In Notzeiten wird erwartet, dass die Mägde, Knechte und Leibeigenen eines Haushaltes durchgefüttert und nicht einfach vor die Tür gesetzt werden. Grundbesitzer, die diese Fürsorgepflicht nicht wahrnehmen können, wenden sich an reichere Grundbesitzer. Lokale Oligarchen stehen ebenso für ihre Pächter und Hörigen wie für ihre Verwandten, Vasallen und sonstigen unter ihrer Patronage stehenden Personen ein. Obwohl es rhetorisch gerne so ausgedrückt wird, ist das keine Großzügigkeit, sondern ein fester Bestandteil eines ungeschriebenen Gesellschaftsvertrags. Zwar können die sozial Stärkeren für ihre Nothilfe später die Dankbarkeit der sozial Schwächeren erwarten (auch das ist Teil des Vertrags). Aber die Option, Angehörigen des gleichen sozialen Verbandes Nothilfe zu Verweigern, gibt es nicht. Dieses soziale Sicherungssystem ist nicht lückenlos. Man darf nicht vergessen, dass Fremde und ein großer Teil der gar nicht so kleinen Gruppe der Tagelöhner von ihm ausgeschlossen sind. Ja, die überlässt man in Extremsituationen sogar dem Kälte- oder Hungertod – ohne einen Ehrverlust zu erleiden. Man sollte sich das soziale Netz des arbonischen Staates also nicht zu idyllisch vorstellen.

Doch es ist eben dieses soziale Netz, das dafür sorgt, dass die sehr ungleiche Verteilung des Besitzes und der Chancen auf Wohlstand in Emendons Reich allgemein akzeptiert wird. Es ist auch einer der Gründe dafür, warum man dazu tendiert, im Vorstand des reichsten Haushaltes zugleich auch den legitimen politischen Repräsentanten einer Region zu sehen.

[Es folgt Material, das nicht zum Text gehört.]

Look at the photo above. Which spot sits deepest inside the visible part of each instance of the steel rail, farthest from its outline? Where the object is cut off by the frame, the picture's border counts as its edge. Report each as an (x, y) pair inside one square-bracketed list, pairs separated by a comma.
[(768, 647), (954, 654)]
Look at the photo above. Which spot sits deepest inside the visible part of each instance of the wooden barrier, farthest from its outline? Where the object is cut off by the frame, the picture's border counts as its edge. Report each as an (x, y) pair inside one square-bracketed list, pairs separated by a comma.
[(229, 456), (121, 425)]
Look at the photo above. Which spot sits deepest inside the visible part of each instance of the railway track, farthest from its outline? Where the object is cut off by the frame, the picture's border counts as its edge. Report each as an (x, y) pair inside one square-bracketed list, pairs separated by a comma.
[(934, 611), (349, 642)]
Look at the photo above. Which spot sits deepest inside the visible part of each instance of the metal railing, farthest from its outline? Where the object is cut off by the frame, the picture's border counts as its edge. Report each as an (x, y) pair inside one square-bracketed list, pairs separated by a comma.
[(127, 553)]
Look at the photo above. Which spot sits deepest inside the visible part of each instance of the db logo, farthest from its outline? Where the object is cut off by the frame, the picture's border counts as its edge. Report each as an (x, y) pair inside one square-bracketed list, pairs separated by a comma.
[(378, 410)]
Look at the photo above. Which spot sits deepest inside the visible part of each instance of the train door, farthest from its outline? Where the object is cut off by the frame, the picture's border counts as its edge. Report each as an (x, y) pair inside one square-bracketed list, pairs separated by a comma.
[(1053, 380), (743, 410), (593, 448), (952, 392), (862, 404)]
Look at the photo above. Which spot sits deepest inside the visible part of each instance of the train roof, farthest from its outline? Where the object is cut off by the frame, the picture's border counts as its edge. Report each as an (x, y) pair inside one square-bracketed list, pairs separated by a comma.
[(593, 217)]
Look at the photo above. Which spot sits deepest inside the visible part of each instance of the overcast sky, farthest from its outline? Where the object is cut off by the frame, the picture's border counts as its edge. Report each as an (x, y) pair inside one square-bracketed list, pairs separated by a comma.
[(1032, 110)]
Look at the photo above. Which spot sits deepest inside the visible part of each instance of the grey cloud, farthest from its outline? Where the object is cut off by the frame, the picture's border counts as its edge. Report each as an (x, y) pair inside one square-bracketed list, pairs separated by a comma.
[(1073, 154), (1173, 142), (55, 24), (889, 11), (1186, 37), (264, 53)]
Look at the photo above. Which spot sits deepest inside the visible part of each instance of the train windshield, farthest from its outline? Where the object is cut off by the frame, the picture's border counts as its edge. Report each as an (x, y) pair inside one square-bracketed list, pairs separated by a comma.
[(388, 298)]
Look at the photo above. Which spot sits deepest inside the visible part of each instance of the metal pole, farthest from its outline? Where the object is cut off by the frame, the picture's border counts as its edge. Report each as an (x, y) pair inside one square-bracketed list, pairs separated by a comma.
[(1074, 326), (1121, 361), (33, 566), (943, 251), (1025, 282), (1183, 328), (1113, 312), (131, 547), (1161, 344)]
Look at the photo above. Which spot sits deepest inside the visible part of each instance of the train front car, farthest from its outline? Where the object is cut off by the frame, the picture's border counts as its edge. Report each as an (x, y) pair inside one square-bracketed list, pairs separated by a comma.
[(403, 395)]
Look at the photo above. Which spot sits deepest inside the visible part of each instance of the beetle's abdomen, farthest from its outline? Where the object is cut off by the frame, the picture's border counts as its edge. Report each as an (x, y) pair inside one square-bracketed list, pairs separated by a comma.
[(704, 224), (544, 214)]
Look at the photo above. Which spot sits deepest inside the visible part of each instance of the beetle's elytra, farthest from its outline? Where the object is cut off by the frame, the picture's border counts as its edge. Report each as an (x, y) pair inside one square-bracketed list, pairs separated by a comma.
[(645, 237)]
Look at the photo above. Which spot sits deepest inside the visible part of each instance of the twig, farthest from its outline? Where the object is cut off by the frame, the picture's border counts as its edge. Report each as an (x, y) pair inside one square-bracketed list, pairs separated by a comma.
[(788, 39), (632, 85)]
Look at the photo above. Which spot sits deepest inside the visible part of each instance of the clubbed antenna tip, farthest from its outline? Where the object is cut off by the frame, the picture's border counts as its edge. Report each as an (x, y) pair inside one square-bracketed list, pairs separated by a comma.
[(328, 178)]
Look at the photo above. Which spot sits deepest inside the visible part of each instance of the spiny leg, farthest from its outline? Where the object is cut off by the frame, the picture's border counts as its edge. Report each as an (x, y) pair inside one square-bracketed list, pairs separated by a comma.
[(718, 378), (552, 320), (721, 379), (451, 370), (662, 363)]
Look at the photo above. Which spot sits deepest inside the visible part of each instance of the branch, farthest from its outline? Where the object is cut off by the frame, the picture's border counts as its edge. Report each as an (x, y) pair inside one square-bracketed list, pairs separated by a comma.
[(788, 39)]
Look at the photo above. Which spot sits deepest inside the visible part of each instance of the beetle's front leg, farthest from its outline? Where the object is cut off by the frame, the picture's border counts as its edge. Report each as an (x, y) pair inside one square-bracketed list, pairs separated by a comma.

Legitimität lokaler politischer Führer

Reichtum verpflichtet – nicht nur zu sozialer Verantwortung, sondern auch zur politisch-militärischen Führung. Beides, Reichtum und Führung, ist nicht voneinander zu trennen. Im Stamm der Arbonier ist dieses den Ahnenkulten entstammende Denken quasi zu einer politischen Religion geworden. Aber auch im Stamm der Bergischen, im Kleinen Volk und in ethnisch heterogenen Regionen wie Montrowia und der Ostprovinz leitet sich die Legitimität der politischen Führer von ihrer Fähigkeit und Bereitschaft ab, mit ihrem eigenen Besitz Lasten zu schultern, die wir heute in der realen Welt zu den Aufgabenbereichen der öffentlichen Hand zählen würden. Darüber Einfluss auf Öffentlichkeit und Institutionen zu nehmen, ist überall in Emendons Reich an der Tagesordnung.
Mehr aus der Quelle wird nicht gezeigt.